Transit data can tell us a lot about an exoplanet. There is the fact of its existence, to begin with. Then there is the orbital period. And, based on the decrease in starlight, scientists can also infer the diameter of the exoplanet.

But, in order to confirm the detection and get more data on exoplanets, more observations are needed using different instruments.

“This tracking,” explains astronomer Laetitia Delrez of the University of Liège in Belgium, “is particularly important in the case of relatively cool stars, such as TOI-4306, which emit most of their light in the near infrared. and for which TESS has a rather limited sensitivity.

She and her team used telescopes from the SPECULOOS consortium (Search for habitable Planets EClipsing ULtra-cOOl Stars), sensitive to the near-infrared wavelengths emitted by TOI-4306. Transit data obtained in these observations confirmed the existence of the exoplanet, named LP 890-9b.

Next, the team searched for exoplanets that might have been missed by TESS – and found a second world, slightly further from the star than LP 890-9b.

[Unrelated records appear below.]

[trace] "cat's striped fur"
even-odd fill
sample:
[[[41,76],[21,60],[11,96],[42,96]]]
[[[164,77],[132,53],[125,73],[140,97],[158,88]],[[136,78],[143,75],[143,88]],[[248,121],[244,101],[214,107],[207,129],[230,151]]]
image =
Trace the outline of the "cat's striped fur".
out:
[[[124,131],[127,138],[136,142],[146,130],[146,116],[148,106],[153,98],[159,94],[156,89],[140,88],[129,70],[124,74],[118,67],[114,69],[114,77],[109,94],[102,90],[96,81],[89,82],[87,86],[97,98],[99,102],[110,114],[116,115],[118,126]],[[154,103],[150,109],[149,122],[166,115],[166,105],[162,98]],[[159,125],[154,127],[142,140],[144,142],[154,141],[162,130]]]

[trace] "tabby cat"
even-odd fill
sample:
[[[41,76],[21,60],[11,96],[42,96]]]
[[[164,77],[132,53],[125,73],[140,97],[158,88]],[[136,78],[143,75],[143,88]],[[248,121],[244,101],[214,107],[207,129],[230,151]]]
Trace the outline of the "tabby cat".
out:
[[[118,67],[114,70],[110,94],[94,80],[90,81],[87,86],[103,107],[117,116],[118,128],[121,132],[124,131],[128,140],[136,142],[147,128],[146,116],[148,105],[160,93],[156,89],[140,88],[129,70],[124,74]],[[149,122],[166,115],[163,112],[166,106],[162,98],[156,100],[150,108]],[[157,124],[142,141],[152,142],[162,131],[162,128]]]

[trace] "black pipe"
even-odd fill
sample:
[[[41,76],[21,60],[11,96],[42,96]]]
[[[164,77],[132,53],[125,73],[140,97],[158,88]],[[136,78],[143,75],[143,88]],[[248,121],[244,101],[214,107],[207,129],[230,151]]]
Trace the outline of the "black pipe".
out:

This exoplanet, named LP 890-9c, has an orbital period of 8.4 days.

Other data, including radial velocity measurements that determine the gravitational pull an exoplanet exerts on a star and thus derive their mass, allowed the team to characterize the two exoplanets in detail.

Although the two masses were not measured, radial velocity data gave scientists an upper mass limit for the two exoplanets.

LP 890-9b is about 1.32 times the diameter of Earth and up to 13 times its mass.

LP 890-9c is about 1.37 times the diameter of Earth and up to 25 times its mass.

These measurements are consistent with the density of rocky worlds, like Earth, Mars, and Venus, rather than gaseous or icy worlds like Jupiter or Neptune.

This means that exoplanets can be classified as super-Earths – rocky worlds larger than Earth and smaller than Neptune.

Where they orbit the star — specifically, the outer exoplanet, LP 890-9c — is where it gets interesting.

It’s one of the first things scientists look for when assessing the potential habitability of an alien world. An exoplanet too close or too far from its star will respectively be too hot or too cold for life as we know it.

But there is a temperate or habitable zone in the orbital neighborhood of every star in which liquid water could comfortably rest on a planetary surface.

LP 890-9c may be in a close orbit to its star relative to Earth, but that star is much, much cooler and dimmer than the Sun.

At its orbital position, the exoplanet is in its star’s conservative habitable zone, receiving levels of stellar radiation similar to Earth’s.

After the TRAPPIST system, it is the second most promising potentially habitable world discovered to date, according to the researchers.

“But we shouldn’t get ahead of ourselves. Being in the right place doesn’t guarantee a palm beach,” says astronomer Robert Wells of the University of Bern in Germany.

“Our neighbor planet Venus, which is, so to speak, a carbon dioxide-rich pressure cooker, at nearly 500 degrees Celsius, is also close to this so-called habitable zone around the Sun.”

LP 890-9c is very close to the point at which a young planet could be caught in a runaway greenhouse effect, like Venus, but we don’t know for sure what’s going on there.

A second team of scientists, including some of the authors of LP 890-9, have already submitted a preprint questioning this mystery, but we probably won’t know until we get observations of the atmosphere of the exoplanet, if it has one.

The James Webb Space Telescope is already proving its worth. The telescope, as you can imagine, is in high demand, so we may have to wait a while for sightings.

On the other hand, a target as promising as the LP 890-9c may be worth a scramble, because whatever the outcome, we have something to gain from it.

“It is important,” says astronomer Amaury Triaud from the University of Birmingham in the UK, “to detect as many temperate terrestrial worlds as possible to study the diversity of exoplanet climates, and eventually to be able to measure how often biology has emerged in the Cosmos.”

The research has been published in Astronomy & Astrophysics.